Dhruv Prasanna; Avinash Nithyashree; Namith V Shetty; Praharsha Kosuri; Pavan A C

Speech to Speech Translation for English and Hindi with Speaker Preservation

Authors

Dhruv Prasanna

Computer Science Engineering Dept, PES University, 100 Feet Ring Road, 560085, Bangalore, Karnataka

Avinash Nithyashree

Computer Science Engineering Dept, PES University, 100 Feet Ring Road, 560085, Bangalore, Karnataka

Namith V Shetty

Computer Science Engineering Dept, PES University, 100 Feet Ring Road, 560085, Bangalore, Karnataka

Praharsha Kosuri

Computer Science Engineering Dept, PES University, 100 Feet Ring Road, 560085, Bangalore, Karnataka

Pavan A C

Computer Science Engineering Dept, PES University, 100 Feet Ring Road, 560085, Bangalore, Karnataka

DOI: https://doi.org/10.21467/proceedings.178.7

Synopsis

This paper presents an advanced speech to speech translation system designed to facilitate accurate communication between English and Hindi speakers with near real time responses while preserving the original voice of the speaker.

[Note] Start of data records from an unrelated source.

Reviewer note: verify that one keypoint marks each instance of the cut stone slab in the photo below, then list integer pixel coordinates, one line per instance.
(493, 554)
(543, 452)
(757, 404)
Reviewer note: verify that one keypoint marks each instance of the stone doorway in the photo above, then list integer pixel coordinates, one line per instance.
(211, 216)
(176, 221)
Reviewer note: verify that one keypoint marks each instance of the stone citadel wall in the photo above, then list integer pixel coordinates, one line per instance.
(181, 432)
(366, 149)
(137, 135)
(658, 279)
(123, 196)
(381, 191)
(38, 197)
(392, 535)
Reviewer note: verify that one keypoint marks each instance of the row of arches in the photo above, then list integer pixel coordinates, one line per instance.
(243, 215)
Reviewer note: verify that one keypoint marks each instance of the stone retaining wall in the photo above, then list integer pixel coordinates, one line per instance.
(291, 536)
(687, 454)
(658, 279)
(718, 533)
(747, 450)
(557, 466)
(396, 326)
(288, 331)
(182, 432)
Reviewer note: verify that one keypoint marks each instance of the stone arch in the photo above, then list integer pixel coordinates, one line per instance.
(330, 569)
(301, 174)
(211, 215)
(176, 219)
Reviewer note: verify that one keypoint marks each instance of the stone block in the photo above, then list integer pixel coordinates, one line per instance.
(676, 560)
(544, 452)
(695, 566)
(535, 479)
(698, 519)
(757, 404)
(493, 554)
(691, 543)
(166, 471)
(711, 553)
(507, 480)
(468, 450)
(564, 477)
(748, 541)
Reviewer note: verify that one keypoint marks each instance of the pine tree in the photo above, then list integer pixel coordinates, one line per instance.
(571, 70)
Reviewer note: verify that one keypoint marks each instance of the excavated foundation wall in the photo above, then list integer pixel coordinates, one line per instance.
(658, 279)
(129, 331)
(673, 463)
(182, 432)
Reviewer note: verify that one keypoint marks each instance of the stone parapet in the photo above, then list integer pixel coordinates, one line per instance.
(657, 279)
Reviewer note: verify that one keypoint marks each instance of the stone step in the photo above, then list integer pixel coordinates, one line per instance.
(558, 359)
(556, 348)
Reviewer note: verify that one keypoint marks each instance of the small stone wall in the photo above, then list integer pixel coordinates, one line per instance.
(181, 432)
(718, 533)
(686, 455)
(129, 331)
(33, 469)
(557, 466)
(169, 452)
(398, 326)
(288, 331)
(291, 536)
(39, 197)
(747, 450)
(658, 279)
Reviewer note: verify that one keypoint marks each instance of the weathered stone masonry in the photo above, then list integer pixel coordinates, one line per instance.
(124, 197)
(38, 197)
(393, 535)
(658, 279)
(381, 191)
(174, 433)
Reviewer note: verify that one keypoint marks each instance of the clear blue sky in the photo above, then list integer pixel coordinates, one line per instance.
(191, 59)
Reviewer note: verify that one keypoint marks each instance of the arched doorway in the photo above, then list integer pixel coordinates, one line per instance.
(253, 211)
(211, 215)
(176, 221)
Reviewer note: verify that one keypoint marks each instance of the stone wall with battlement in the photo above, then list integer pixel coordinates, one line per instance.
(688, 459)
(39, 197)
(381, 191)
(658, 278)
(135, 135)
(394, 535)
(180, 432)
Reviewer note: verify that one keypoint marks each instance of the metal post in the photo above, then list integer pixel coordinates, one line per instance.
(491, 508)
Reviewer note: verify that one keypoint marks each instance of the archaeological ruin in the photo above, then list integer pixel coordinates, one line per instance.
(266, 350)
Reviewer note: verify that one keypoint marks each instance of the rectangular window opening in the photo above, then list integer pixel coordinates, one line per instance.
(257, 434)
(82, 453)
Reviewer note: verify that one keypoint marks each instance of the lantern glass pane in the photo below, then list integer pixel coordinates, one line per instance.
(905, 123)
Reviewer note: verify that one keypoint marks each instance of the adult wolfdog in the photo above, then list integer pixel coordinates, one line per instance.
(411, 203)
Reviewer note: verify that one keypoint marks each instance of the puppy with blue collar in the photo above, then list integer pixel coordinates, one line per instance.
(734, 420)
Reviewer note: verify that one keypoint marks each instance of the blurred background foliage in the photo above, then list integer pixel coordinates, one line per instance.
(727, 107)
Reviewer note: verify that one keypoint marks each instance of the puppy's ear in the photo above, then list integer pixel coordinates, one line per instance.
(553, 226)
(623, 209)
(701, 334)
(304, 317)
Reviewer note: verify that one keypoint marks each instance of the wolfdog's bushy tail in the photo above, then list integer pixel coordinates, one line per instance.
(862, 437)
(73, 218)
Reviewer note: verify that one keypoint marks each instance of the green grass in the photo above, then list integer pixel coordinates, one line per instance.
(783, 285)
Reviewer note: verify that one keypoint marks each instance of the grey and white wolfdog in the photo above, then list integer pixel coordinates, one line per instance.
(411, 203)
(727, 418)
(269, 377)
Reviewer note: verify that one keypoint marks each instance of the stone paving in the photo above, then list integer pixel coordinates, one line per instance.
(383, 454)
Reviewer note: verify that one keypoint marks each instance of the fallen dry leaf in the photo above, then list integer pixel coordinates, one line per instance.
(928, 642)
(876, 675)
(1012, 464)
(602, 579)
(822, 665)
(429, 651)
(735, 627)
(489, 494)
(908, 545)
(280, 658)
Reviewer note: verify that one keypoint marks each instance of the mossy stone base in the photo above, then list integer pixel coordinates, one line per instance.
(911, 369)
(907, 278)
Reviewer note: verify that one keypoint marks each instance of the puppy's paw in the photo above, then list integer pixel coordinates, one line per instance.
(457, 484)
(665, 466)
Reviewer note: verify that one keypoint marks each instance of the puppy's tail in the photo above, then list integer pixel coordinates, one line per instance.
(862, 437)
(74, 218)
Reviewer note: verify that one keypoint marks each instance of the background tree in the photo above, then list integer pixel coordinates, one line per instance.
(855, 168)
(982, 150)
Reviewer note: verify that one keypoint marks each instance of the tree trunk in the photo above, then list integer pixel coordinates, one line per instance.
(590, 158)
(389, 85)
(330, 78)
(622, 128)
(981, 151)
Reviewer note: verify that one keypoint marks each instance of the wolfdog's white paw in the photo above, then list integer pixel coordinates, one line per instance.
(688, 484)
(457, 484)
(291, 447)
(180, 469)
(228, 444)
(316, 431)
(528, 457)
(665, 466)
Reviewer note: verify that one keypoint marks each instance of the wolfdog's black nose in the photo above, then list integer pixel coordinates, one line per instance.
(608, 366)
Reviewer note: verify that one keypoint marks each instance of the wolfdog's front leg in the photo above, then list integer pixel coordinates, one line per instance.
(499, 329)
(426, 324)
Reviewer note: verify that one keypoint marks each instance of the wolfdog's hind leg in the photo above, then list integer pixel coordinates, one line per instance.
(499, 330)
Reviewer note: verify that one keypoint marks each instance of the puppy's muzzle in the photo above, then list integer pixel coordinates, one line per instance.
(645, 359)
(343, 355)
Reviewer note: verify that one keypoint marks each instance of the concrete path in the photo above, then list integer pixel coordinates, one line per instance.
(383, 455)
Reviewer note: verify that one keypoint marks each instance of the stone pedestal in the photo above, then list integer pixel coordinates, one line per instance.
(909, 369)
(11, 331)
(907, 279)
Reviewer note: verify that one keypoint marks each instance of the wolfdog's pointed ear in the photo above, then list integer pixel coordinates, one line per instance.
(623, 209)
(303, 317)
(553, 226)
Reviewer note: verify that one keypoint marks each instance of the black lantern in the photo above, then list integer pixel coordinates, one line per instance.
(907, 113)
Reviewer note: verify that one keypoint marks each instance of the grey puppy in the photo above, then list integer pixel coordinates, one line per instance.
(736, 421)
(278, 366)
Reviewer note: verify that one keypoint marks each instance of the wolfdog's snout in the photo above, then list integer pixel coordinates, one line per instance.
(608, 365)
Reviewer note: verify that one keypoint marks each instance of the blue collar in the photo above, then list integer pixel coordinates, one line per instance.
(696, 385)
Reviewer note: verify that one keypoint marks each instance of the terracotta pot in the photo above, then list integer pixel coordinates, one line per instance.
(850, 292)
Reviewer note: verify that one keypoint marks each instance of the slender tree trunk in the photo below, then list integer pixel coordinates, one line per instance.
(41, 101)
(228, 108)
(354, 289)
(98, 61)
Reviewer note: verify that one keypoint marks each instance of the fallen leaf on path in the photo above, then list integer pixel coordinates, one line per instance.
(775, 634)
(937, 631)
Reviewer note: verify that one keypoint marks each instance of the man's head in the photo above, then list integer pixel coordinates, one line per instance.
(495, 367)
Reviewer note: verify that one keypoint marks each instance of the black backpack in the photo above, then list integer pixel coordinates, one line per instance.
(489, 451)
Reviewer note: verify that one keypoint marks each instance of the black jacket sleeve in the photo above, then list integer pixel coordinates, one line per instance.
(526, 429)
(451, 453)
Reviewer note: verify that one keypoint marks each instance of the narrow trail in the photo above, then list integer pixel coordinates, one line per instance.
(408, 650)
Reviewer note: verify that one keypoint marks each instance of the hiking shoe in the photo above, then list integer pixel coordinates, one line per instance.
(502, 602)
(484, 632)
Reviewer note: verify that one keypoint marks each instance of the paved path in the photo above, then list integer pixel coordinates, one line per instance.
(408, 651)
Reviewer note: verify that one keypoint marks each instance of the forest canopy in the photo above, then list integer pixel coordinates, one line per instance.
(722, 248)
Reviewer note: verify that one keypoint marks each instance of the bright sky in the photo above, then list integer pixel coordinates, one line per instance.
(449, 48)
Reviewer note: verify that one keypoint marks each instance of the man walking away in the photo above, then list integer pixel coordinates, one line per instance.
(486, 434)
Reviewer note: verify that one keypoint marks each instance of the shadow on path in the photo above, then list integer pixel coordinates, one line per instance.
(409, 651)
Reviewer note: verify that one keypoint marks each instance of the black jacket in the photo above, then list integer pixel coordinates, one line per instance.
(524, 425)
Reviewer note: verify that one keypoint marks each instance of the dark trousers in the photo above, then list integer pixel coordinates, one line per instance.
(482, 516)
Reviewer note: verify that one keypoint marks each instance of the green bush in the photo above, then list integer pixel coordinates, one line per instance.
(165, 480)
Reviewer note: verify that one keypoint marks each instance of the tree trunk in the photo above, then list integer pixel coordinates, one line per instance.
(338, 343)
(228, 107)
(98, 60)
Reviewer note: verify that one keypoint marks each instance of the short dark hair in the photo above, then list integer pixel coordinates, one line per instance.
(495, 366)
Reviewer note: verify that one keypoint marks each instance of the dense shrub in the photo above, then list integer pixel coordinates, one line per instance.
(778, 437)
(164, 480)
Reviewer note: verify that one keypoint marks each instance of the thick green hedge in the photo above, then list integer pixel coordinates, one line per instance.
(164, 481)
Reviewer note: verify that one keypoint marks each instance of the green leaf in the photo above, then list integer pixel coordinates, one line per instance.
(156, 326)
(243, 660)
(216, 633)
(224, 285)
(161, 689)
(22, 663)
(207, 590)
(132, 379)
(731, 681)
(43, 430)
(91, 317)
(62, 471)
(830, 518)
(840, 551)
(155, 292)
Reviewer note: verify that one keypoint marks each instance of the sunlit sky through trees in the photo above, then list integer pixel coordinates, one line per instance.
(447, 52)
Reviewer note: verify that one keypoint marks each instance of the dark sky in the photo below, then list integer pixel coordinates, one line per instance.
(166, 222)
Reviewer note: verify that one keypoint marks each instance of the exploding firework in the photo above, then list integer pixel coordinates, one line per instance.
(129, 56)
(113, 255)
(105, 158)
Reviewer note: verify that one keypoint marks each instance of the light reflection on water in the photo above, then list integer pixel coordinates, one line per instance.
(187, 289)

The system uses a cascaded architecture consisting of Automatic Speech Recognition (ASR), Machine Translation (MT), and Text to Speech (TTS) components. The resulting system is able to accurately translate between English speech and Hindi speech and vice versa. The techniques shown attempt to tackle the difficulties brought on by the different language structures and phonetic differences between Hindi and English by making use of transformer based models in each module. The presented system is capable of providing accurate translations and performs on par with state of the art models and services like Google Translate and ChatGPT. HuBERT, a speech representation model is utilized to perform voice cloning on the voice of the target speaker, this allows the system to preserve the speakers voice while translating which helps more effective communication. HuBERT enhances clarity and emotional realism in TTS by leveraging speaker specific attributes extracted from the original speech to synthesize the translated material in a similar voice to the original speaker.